5 - Wie konkret war Dein Berufsplan vor Beginn des Studiums und hat er sich möglicherweise während der 15 Vorlesungsmonate verändert? Wenn ja, warum?
Vor der ADI wusste ich schon, dass ich aus der Vermietung in den Verkauf wechseln möchte. Immer klar war auch, dass ich mich überwiegend mit Gewerbe- und Anlageimmobilien beschäftigen möchte. Da schließe ich ein Mehrfamilienhaus jetzt mal mit ein. Nach dem Studium nahm das ganze dann eine Eigendynamik an, weil sich auch bei meinem damaligen Arbeitgeber StöbenWittlinger im Hause sehr viel veränderte und ich dann die Riesenchance der Geschäftsübernahme erhielt. Während des Studiums war ich ehrlicherweise meistens froh, dass ich alles gemeinsam unter einen Hut bekommen habe und die Themen aus den Vorlesungen direkt anwenden konnte. Da war in meinem Kopf wenig Platz für Zukunftsplanung, die über die Abschlussarbeit und die mündliche Prüfung hinausging.

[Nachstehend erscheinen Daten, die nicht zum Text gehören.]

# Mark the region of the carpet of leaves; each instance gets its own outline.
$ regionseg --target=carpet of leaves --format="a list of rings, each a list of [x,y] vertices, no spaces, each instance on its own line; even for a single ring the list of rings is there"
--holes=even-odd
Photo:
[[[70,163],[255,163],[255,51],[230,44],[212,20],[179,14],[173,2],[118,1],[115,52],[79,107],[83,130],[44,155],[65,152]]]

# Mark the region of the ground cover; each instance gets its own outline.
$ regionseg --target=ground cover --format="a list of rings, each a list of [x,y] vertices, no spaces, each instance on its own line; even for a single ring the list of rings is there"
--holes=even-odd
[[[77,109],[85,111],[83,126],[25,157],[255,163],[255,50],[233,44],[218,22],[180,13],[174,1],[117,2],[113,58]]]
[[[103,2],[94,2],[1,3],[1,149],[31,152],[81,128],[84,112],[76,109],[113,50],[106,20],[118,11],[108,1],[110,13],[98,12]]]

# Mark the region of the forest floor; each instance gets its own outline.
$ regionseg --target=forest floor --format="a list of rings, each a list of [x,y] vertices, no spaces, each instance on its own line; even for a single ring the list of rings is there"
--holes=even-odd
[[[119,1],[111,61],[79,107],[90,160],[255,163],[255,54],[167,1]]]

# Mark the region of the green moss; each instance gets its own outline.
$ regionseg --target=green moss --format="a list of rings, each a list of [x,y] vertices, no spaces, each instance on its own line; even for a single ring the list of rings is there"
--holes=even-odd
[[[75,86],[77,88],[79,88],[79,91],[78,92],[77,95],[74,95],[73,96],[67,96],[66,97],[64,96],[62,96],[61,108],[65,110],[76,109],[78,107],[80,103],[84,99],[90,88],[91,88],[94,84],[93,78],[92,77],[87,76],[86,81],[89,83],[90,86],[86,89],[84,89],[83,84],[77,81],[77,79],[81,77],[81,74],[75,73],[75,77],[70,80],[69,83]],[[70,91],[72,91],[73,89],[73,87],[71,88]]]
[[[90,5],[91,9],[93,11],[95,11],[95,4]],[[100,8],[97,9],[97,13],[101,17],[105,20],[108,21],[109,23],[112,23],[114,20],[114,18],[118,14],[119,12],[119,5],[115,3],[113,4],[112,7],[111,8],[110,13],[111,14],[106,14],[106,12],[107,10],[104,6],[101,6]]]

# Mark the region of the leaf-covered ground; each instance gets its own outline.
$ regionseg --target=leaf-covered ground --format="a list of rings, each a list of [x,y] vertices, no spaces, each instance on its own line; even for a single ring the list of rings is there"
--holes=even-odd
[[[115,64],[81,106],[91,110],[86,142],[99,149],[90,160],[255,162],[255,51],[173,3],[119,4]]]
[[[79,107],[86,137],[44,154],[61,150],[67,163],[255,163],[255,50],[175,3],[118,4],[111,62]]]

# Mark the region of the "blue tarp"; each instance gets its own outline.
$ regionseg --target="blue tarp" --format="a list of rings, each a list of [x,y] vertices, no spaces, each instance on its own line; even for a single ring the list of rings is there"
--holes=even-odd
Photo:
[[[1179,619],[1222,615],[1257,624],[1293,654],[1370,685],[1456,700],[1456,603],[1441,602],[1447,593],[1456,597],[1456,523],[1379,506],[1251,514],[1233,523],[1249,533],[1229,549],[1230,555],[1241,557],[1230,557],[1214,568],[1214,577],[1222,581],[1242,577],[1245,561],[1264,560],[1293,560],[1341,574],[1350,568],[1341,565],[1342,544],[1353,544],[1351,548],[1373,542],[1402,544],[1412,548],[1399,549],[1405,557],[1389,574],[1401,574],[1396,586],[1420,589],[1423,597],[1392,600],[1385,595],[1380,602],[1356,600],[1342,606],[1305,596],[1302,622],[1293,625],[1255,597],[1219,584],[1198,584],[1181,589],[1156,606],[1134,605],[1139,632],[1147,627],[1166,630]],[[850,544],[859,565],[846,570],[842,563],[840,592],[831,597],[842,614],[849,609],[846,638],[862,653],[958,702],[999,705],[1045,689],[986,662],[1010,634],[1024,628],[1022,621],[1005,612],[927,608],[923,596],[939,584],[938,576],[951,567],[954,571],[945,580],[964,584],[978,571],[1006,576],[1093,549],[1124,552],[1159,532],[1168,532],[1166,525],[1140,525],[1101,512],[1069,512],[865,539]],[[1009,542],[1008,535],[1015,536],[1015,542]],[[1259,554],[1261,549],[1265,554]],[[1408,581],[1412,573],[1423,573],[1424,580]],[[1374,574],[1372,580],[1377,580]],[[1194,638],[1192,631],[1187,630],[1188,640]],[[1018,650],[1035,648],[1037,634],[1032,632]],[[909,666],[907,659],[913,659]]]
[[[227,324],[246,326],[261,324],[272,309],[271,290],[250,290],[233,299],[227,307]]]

6 - Wie hast Du Dich neben Deiner Arbeit für das Studium und insbesondere die Diplomarbeit organisiert? Hast Du da Tipps für kommende Studierende?
Ich hatte das große Glück, dass mein Arbeitgeber mich sehr unterstützt hat. Ich wurde für die Präsenztage in der Woche freigestellt und konnte den Urlaub dann tatsächlich für die Prüfungsvorbereitung und Erholung nutzen. Ich hatte allerdings noch nie ein Problem damit, mich auch abends nochmal spät oder am Wochenende an den Rechner zu setzen, um berufliche Dinge zu erledigen. Wichtig ist meines Erachtens, dass man sein privates Umfeld auf die bevorstehenden 15 Monate „einschwört“. Viel Freizeit hatte ich gefühlt nicht, insbesondere zum Ende hin, wenn die Klausuren und die Diplomarbeit in dieselbe Phase fallen. Das kann bei Familie und Freunden schon mal negativ aufgenommen werden, wenn sie nicht Bescheid wissen. Und das eigene Mindset muss stimmen. Wenn man dauernd denkt, man verpasst „draußen“ etwas, dann wird es schwierig.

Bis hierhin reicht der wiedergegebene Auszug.